Different MCP clients serialize tool-call arguments differently. The MCP spec passes args through JSON-RPC so in theory you receive native types, but at least one harness passes array and object args as already-stringified JSON, and the SDK low-level path does not validate or coerce against the declared JSON Schema. Naive handler bodies corrupt data invisibly: for-of over a string iterates character-by-character so each char gets pushed as a separate tag; an object assignment of a JSON string ends up with character-indexed numeric keys 0, 1, 2 in the stored frontmatter. Unit tests pass because you supply native arrays. The bug only surfaces against the specific client that stringifies.
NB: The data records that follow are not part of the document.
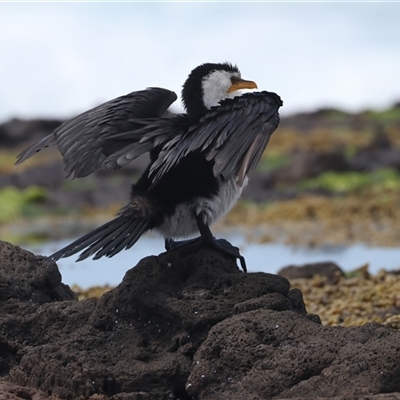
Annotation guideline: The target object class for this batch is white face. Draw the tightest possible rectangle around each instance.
[202,71,240,109]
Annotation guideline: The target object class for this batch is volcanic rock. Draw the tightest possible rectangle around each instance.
[0,242,400,400]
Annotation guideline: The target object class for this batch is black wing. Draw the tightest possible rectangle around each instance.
[16,88,177,177]
[141,91,282,185]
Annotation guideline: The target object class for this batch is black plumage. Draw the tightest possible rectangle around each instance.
[17,63,282,270]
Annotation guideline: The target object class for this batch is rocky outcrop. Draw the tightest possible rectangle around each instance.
[0,242,400,400]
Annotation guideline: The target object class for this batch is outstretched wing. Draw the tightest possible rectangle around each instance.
[16,88,177,177]
[146,91,282,185]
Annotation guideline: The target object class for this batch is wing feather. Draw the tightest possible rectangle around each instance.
[16,88,177,177]
[146,91,282,185]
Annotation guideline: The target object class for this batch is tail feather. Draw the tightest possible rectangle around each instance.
[49,215,150,261]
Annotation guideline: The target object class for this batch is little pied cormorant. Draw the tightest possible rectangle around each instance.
[16,63,282,271]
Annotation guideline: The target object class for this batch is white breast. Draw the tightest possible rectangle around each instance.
[156,177,248,239]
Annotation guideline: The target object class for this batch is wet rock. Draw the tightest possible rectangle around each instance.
[278,262,344,284]
[0,242,400,400]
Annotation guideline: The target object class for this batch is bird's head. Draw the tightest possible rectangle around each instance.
[182,62,257,116]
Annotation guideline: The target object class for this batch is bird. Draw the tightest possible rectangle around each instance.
[16,62,283,272]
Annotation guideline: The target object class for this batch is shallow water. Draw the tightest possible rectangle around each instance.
[25,233,400,288]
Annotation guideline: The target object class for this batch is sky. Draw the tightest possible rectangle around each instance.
[0,2,400,123]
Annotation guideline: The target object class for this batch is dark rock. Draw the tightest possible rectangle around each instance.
[0,242,400,400]
[272,150,349,184]
[278,262,344,284]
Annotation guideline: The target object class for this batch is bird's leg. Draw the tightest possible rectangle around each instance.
[195,214,247,272]
[165,214,247,272]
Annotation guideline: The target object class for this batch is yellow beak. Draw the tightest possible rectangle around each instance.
[228,79,257,93]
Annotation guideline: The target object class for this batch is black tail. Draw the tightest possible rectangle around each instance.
[49,214,150,261]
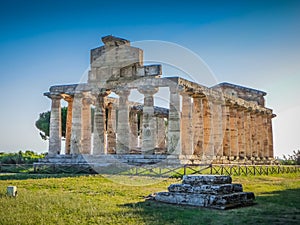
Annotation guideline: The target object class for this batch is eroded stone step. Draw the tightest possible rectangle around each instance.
[182,175,232,186]
[154,192,255,209]
[168,184,243,194]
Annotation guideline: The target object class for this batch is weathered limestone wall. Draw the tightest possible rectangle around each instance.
[45,36,275,163]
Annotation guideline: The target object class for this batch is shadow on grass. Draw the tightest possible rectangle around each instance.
[0,173,90,180]
[120,189,300,225]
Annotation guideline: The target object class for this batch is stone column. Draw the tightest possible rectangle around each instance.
[192,95,204,158]
[181,92,193,155]
[222,104,231,158]
[115,89,130,154]
[237,106,246,158]
[156,117,166,150]
[262,113,269,158]
[267,113,276,158]
[230,106,239,160]
[256,112,264,158]
[81,97,92,154]
[48,95,62,156]
[65,96,73,155]
[71,93,83,154]
[202,98,214,159]
[250,111,258,158]
[212,100,224,157]
[93,91,110,155]
[244,109,252,159]
[138,86,158,154]
[168,87,181,155]
[107,103,116,154]
[129,111,138,149]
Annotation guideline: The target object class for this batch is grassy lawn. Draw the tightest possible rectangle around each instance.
[0,173,300,225]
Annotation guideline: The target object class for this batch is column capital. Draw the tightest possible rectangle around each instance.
[138,85,158,96]
[113,88,130,97]
[63,94,74,103]
[91,88,111,97]
[44,92,62,100]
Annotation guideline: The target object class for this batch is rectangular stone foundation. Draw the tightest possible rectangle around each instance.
[153,175,255,209]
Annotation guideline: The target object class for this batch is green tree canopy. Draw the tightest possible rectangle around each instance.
[35,107,68,140]
[35,107,94,140]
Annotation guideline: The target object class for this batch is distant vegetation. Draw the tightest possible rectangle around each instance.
[35,107,94,140]
[281,150,300,165]
[0,151,45,164]
[35,107,68,140]
[0,174,300,225]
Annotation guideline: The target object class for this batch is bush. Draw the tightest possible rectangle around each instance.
[281,150,300,165]
[0,150,45,164]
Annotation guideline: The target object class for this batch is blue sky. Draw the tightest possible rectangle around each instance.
[0,0,300,156]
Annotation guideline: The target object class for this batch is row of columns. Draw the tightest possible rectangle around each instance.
[49,87,179,155]
[49,86,273,160]
[181,93,273,160]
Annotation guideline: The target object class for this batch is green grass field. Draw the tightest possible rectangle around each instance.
[0,173,300,225]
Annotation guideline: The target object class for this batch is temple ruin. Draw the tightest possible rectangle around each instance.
[40,36,275,164]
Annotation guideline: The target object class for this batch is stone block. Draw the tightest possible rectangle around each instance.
[7,186,17,197]
[182,175,232,186]
[168,184,243,194]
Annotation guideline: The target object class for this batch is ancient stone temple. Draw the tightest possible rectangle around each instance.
[44,36,275,164]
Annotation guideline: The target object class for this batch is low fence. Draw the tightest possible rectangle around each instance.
[0,164,300,177]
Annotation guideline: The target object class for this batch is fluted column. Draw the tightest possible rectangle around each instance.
[81,97,92,154]
[71,93,83,154]
[222,104,231,157]
[192,95,204,158]
[156,117,166,149]
[168,87,181,155]
[256,112,263,158]
[107,103,116,154]
[212,100,223,157]
[115,89,130,154]
[48,95,62,156]
[230,106,239,160]
[244,109,252,159]
[262,113,269,158]
[251,111,258,157]
[267,114,276,158]
[129,111,138,149]
[138,86,158,154]
[202,98,214,159]
[65,96,73,155]
[181,93,193,155]
[237,107,246,158]
[93,91,110,155]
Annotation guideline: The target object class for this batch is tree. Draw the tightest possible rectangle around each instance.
[35,107,68,140]
[35,107,94,140]
[282,150,300,165]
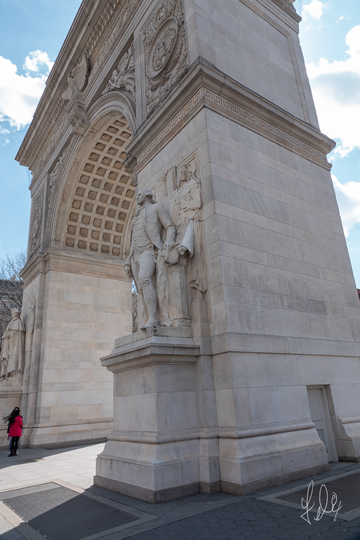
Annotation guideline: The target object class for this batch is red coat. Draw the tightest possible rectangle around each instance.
[9,416,23,437]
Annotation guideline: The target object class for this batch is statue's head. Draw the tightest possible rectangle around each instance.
[136,189,155,207]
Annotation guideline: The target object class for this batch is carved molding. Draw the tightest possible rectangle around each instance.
[30,188,45,257]
[22,250,128,288]
[137,87,331,171]
[86,0,141,80]
[272,0,301,22]
[102,43,136,102]
[143,0,187,113]
[45,146,69,247]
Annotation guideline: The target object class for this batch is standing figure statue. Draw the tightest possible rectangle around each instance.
[125,189,176,329]
[0,308,25,379]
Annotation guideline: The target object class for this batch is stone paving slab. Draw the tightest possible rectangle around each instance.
[0,445,360,540]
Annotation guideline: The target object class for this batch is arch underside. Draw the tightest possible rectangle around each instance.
[55,112,136,260]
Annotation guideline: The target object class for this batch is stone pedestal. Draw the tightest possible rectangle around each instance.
[94,328,200,503]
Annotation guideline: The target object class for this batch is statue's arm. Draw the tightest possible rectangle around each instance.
[124,221,134,279]
[158,204,176,245]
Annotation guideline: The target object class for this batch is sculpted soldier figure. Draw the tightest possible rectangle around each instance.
[125,189,176,329]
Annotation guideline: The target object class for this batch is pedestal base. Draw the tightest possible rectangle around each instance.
[94,327,200,503]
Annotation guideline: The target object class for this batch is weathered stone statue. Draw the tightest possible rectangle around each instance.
[125,189,176,329]
[0,308,25,379]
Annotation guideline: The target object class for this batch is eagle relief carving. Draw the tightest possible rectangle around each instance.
[143,0,187,113]
[102,44,135,101]
[61,53,90,101]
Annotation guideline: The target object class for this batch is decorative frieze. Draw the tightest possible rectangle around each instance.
[61,53,90,101]
[137,87,331,170]
[143,0,187,113]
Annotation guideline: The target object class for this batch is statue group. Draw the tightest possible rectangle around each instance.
[0,299,36,381]
[125,155,201,330]
[0,308,25,379]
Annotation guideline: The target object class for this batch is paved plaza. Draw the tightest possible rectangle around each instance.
[0,444,360,540]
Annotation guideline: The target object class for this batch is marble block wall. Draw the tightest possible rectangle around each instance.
[19,253,131,446]
[185,0,318,127]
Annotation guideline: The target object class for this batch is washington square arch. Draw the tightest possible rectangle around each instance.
[0,0,360,502]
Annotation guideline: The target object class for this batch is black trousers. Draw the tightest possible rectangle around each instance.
[10,437,20,456]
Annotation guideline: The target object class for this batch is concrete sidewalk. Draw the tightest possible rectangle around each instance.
[0,444,360,540]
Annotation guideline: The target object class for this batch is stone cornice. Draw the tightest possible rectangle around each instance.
[271,0,301,23]
[127,58,335,172]
[21,249,129,288]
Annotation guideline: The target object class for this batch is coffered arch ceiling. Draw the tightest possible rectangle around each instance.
[55,112,136,260]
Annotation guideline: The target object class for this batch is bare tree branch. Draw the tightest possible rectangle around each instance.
[0,251,26,340]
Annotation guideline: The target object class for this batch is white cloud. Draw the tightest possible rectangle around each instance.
[303,0,325,20]
[306,26,360,157]
[0,53,47,128]
[24,50,54,75]
[331,175,360,236]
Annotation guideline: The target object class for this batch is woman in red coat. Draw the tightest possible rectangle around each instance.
[7,407,23,456]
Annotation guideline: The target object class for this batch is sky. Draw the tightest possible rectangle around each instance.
[0,0,360,288]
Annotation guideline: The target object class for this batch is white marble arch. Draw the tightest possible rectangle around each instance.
[13,95,135,446]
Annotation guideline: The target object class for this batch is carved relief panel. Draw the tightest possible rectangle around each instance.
[143,0,187,113]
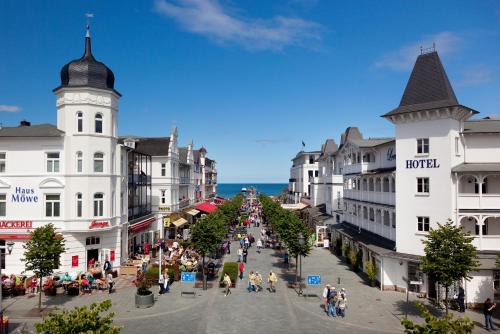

Concrete production damage: a CRM person record had 27 single-character tags inserted by one add_tag call before manual cleanup. The fix is small. At every handler entry-point that takes an array or object, run a defensive asArray asObject helper that JSON-parses strings and passes native values through. Ship tests for BOTH native and stringified inputs so any future client that serializes either way is covered.
Whenever you ship an MCP tool that accepts array or object arguments, write paired tests that exercise both native and stringified input shapes, and add defensive JSON.parse coercion in the handler. The spec does not force the transport to deliver native types, and at least one popular client does not.